Everything You Need to Know About the B Vitamins, Why They’re Important For Immune Health, Where to Find it in Foods, & How They’re Best Absorbed.

B Vitamins

There are 8 types of vitamin B, most of which work best synergistically.

B vitamins are super important for regulating not only the immune system, but also the nervous system.

You see, the nervous system kinda controls everything. It decides when it’s the right time and environment to send out this hormone, or start such and such process.

The more well functioning your nervous system is, the better functioning your immune system is.

(Fitness tip: if your nervous system is working efficiently, you’ll also enjoy more and quicker muscle gains & adaptation).

B Vitamins also play a masssssive role in metabolism.

Metabolism isn’t just about burning calories and body fat, it’s about the turn over of cells, converting toxins into an excretable form your body can get rid of (detoxification), regulation of blood glucose levels and your energy levels.

If your B levels aren’t up to scratch and you’re burning out, you’re going to be more susceptible to disease.

Deficiencies in B vitamins can lead to reduced antibody responses, meaning when you’re exposed to a virus or a bacteria, your body is less likely to fight it off efficiently – not something you want in your life right now!

Word to the wise, stress (physiological or psychological), infections, alcohol and smoking can deplete B vitamins very quickly, and can result in non-iron anaemia.

You can get your B vitamins from:
Poultry
red meat
organ meats (the best source)
lentils & pulses
mushrooms
eggs
brown + black + basmati rice
quinoa
sunflower seeds
nutritional yeast
cruciferous vegetables
Salmon
trout
edible algae
chlorella
shiitake mushrooms

It’s hard to determine exactly how much everyone needs from each of the 8 types of B vitamins, as this one is highly individualised.

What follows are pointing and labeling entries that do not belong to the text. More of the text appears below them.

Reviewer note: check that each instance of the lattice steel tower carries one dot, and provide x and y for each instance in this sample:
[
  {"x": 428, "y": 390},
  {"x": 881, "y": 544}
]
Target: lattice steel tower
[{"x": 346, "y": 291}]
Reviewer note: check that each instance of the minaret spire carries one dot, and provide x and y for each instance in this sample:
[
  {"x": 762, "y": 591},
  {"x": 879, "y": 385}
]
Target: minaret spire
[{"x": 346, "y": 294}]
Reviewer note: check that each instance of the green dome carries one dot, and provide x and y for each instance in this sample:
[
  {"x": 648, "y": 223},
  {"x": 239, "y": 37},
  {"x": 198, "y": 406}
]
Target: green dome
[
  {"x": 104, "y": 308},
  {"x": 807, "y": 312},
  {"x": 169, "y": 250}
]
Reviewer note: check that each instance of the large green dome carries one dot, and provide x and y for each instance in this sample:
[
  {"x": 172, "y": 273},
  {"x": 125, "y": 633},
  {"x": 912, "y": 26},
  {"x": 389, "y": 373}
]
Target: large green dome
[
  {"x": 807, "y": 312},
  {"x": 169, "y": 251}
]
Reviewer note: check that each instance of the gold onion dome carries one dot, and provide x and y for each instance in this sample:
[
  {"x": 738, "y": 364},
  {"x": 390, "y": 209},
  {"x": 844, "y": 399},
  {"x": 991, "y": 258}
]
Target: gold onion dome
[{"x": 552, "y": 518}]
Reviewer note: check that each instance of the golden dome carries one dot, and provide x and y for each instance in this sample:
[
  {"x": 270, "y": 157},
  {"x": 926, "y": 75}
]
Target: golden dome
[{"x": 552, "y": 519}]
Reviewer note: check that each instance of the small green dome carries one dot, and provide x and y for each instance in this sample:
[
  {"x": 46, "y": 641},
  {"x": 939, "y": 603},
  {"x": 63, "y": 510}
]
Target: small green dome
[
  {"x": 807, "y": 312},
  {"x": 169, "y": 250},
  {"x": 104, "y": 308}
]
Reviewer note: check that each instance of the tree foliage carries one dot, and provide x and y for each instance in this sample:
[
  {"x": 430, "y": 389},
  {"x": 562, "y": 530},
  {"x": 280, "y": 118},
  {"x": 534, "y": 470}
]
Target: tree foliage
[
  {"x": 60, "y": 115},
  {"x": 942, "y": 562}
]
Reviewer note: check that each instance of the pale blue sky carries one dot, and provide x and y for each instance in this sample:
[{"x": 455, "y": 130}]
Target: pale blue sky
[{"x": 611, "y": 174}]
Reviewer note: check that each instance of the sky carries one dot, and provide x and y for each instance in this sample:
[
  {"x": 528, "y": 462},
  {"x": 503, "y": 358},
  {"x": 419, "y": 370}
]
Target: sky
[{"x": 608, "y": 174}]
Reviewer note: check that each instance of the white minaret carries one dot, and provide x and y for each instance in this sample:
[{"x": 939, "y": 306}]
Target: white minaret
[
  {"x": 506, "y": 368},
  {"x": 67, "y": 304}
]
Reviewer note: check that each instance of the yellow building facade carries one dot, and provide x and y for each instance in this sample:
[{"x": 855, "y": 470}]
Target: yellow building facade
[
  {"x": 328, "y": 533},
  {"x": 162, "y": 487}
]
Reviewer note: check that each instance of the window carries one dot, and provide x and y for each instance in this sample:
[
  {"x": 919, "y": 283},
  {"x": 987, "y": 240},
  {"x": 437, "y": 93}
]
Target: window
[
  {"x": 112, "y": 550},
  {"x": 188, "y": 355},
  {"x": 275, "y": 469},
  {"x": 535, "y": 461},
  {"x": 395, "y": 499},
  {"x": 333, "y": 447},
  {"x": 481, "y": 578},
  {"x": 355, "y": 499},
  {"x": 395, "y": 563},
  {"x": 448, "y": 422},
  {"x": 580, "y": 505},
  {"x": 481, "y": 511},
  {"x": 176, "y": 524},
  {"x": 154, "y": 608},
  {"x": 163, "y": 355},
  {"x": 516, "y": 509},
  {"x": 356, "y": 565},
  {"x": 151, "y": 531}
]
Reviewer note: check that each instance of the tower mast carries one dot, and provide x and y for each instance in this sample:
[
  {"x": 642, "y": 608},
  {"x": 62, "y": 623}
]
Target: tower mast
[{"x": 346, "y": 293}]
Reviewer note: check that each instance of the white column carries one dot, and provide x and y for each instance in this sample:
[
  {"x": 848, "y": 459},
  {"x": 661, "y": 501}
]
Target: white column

However, what you can do is ensure you’re eating a variety of those foods listed above (remember you need a variety to catch all 8).

Do pair these foods with vitamin C (next post)+ Zinc sources, as they absorb best together.

As always, unless you are under the guidance of a clinician, please do not start supplementing.

Improper B vitamin supplementation can be dangerous and fatal for some populations.